Primary prevention refers to the management or treatment of patients who have no prior history of stroke. It involves addressing modifiable risk factors a patient may have, which may include: high blood pressure, diabetes, dyslipidemia, atrial fibrillation, sickle cell disease, post-menopausal hormone replacement therapy, oral contraceptives, diet, weight and body fat.
Additionally, your doctor or pharmacist may calculate your Atherosclerotic Cardiovascular Disease (ASCVD) risk score, which estimates a 10-year risk of heart attack or stroke and helps determine the appropriateness of using medications to lower your risk. Some medications that may be added include: statins for cholesterol; thiazide diuretics, ACE inhibitors (ACEIs)/angiotensin II receptor blockers (ARBs), or calcium-channel blockers (CCBs) for blood pressure; and aspirin to help prevent blood clot formation.
Secondary prevention refers to the treatment of patients who have already had a stroke or “mini-stroke.” Interventions commonly prescribed for secondary prevention are summarized using the following ABCDE acronym:
Antiplatelets and Anticoagulants: Antiplatelet medications, like aspirin, clopidogrel, and dipyridamole, can prevent formation of clots. Anticoagulants like warfarin, apixaban, rivaroxaban, and dabigatran can also reduce the ability for the blood to clot and thus lower stroke risk.
Blood pressure-lowering medications: Thiazide diuretics, ACEIs/ARBs, and CCBs help patients control the number one risk factor for a recurrent stroke, high blood pressure.
Cessation of cigarette smoking and Cholesterol-lowering medications: Quitting smoking can significantly lower the risk of strokes, while cholesterol-lowering medications, like statins (e.g., simvastatin, rosuvastatin, atorvastatin), have been shown to lower bad cholesterol as well as decrease the risk of recurrent stroke and mortality.
Diet: In addition to helping weight loss, following a heart healthy diet, or a low-sodium “DASH diet”, may help lower cholesterol, triglycerides, or blood pressure, which decreases your risk of a stroke.

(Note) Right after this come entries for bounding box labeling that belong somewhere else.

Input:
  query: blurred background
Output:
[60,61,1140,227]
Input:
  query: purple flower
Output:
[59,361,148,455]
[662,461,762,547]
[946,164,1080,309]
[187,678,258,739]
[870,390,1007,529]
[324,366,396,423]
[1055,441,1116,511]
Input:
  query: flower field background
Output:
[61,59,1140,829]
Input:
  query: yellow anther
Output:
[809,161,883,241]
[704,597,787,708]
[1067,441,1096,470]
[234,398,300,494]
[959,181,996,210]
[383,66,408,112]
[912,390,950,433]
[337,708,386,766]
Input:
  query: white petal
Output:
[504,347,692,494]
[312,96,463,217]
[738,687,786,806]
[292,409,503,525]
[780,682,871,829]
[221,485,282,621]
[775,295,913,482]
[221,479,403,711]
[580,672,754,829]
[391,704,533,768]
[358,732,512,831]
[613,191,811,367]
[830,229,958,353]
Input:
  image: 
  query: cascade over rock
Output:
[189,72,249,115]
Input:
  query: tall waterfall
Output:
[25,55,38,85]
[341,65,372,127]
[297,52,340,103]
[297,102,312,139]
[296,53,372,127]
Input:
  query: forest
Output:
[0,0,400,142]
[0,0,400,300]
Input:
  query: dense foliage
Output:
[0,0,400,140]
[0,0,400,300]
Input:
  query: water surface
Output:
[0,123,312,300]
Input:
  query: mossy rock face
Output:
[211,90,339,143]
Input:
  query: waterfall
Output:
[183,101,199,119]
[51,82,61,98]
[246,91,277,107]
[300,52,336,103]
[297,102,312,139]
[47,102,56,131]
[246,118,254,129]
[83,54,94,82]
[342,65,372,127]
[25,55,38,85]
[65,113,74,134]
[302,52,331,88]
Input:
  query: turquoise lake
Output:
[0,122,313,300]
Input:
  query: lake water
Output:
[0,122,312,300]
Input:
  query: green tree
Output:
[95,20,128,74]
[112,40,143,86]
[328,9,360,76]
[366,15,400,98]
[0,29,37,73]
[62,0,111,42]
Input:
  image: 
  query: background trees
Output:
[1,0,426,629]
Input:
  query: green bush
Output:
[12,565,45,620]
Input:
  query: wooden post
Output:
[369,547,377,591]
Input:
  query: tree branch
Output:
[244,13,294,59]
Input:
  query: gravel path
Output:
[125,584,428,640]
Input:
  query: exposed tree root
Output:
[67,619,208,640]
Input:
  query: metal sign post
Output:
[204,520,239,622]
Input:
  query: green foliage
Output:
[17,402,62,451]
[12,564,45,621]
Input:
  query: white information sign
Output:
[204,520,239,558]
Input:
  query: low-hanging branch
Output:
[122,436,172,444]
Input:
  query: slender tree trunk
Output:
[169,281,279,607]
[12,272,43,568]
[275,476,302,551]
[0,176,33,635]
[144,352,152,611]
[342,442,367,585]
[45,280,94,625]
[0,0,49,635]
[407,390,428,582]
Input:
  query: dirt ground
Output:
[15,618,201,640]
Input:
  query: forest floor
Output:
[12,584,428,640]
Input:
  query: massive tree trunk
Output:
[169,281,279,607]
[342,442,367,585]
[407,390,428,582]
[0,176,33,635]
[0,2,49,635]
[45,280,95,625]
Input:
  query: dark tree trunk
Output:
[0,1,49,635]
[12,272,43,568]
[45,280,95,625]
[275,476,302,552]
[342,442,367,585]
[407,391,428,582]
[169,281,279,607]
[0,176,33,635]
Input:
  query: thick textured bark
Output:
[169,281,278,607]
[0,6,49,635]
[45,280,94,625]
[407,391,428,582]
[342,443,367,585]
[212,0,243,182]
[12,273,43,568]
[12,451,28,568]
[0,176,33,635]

Exercise: For patients capable of exercising, it is recommended to exercise moderately to vigorously for 20 to 40 minutes 3-4 times per week. Be sure to stay within your limits. Good exercises can include walking or riding an exercise bike. Some community centers and gyms even host classes for older patients with physical limitations.
Strokes continue to account for a significant amount of deaths in the United States. Your doctor or pharmacist may recommend lifestyle modifications and medications to help lower the possibility of experiencing a new or recurrent stroke. If you are being prescribed medications to lower your stroke risk, be sure to provide your doctor with a thorough medical history and medication list, as some conditions and medications may guide the recommendations your doctor makes. Your pharmacist can also be a valuable resource to any questions you may have.